The Effects of Intelligent Semantic Analysis Techniques on Language Acquisition in the Improvement of English Intercultural Communication Skills
Pubblicato online: 17 mar 2025
Ricevuto: 17 nov 2024
Accettato: 18 feb 2025
DOI: https://doi.org/10.2478/amns-2025-0264
Parole chiave
© 2025 Xiangming Huang, published by Sciendo
This work is licensed under the Creative Commons Attribution 4.0 International License.

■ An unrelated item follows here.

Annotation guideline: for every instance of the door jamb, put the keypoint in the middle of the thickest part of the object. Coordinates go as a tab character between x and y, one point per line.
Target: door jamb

The study identifies the relevant semantic dependencies after establishing a corpus system database, and then searches for the degree of differentiation of the utterances through the English sentence similarity algorithm, which adopts the vector space modeling criterion and uses the computed similarities as vector elements. Meanwhile, two simple and efficient labeling transformation algorithms, namely, label transformation algorithm and graph-to-graph linear transformation algorithm, are proposed as a way to improve the performance of language learning in cross-cultural language communication. Based on the above, the study develops an AMR intelligent semantic analysis system using the stack-LSTM algorithm and analyzes its role in enhancing intercultural communication skills during English language acquisition. The accuracy of annotation can be verified by applying the system to the automatic syntax of English and Chinese languages, and then the utterance annotation is recognized on the corpus with different components, and the results show that the AMR intelligent semantic analysis system is highly accurate, with 92% recognition precision rate and good recognition effect. Finally, regression analysis is conducted according to the effect of using the intelligent semantic system on language acquisition by different groups of people, and it is found that the use of the intelligent semantic system has a significant effect on the improvement of students’ language communication ability.